I think you're vastly overestimating customers' willingness to listen and care about whose fault it is. In practice, if Netflix (or whatever other app) suddenly stopped working on Android phones, people using Android would complain about their phones being broken whilst their iPhone-using friends continue to use the app just fine.

The media companies know that they will win that game of chicken every time. It would take a concerted effort across tech companies to really take them down, and nobody is interested in waging that war because the cost of simply implementing DRM is too low for it to be worth the struggle and the risk.




> In practice, if Netflix (or whatever other app) suddenly stopped working on Android phones, people using Android would complain about their phones being broken whilst their iPhone-using friends continue to use the app just fine.

Complaining about it and immediately buying a different phone are two different things. And in the meantime, what are they doing? Watching YouTube or whatever other service doesn't use DRM instead of Netflix, and then continuing to watch the things they started watching on that service on their TV when they get home, and then wondering why they're still paying for the one they're not using anymore.
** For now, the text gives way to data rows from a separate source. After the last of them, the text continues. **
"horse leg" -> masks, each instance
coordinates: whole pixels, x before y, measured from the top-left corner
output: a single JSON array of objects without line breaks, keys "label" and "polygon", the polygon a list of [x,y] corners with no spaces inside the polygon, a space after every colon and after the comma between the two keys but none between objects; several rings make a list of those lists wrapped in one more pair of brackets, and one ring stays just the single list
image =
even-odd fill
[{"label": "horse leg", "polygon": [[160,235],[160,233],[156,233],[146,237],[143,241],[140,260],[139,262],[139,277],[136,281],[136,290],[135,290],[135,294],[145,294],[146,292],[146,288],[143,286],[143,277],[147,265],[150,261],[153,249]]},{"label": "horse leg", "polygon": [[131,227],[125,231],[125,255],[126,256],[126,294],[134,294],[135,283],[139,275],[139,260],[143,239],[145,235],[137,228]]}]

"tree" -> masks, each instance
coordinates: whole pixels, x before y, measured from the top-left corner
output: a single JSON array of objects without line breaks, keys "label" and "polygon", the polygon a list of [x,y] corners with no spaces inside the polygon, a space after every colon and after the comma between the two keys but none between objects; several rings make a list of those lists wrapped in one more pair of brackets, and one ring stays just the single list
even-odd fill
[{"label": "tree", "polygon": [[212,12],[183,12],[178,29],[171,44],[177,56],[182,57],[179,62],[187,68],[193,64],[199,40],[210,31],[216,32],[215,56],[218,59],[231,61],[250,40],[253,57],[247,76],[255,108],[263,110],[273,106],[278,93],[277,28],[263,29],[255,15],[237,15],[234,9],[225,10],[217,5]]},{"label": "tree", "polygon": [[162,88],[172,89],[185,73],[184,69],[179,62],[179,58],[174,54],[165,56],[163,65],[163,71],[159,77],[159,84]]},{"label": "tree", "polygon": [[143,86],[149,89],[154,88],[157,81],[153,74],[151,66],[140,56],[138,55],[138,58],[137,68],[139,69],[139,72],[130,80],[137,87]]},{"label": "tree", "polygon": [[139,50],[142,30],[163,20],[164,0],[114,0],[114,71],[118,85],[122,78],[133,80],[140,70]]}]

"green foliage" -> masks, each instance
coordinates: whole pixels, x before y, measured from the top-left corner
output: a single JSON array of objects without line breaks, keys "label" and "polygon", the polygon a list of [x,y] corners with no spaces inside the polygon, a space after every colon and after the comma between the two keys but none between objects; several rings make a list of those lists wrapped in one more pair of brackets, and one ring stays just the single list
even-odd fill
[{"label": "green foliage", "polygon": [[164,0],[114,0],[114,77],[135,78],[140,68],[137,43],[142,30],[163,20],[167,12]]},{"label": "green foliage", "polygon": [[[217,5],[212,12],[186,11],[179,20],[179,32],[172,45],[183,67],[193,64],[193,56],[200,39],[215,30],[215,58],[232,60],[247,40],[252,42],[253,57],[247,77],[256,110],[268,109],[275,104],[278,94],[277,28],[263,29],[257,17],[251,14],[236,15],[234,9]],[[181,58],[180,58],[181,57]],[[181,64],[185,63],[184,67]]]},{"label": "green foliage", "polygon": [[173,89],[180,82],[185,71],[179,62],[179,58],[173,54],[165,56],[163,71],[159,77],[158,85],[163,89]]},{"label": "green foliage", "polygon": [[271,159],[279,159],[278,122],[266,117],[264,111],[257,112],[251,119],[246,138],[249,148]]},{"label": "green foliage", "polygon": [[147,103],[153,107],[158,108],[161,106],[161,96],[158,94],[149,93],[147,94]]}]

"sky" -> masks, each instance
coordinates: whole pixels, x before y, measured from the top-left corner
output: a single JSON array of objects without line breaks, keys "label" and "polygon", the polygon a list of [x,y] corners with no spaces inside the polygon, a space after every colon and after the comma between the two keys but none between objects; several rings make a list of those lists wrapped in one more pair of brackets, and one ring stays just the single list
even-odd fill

Notice also that a huge proportion of these people don't have an iPhone because they can't afford one -- cheapest new iPhone is ~$600, cheapest new Android is ~$50 -- so switching platforms was never an option for them. And conversely, that the people whose identity and sense of self is tied up in having an iPhone are certainly not going to buy an Android over Netflix.

> The media companies know that they will win that game of chicken every time.

Evidence to the contrary. Every time one of these popular DRM systems gets cracked, do they stop using it and lose all of the customers who have that platform? No, they just keep using the broken one because not losing a lot of customers is way more important to them than the DRM.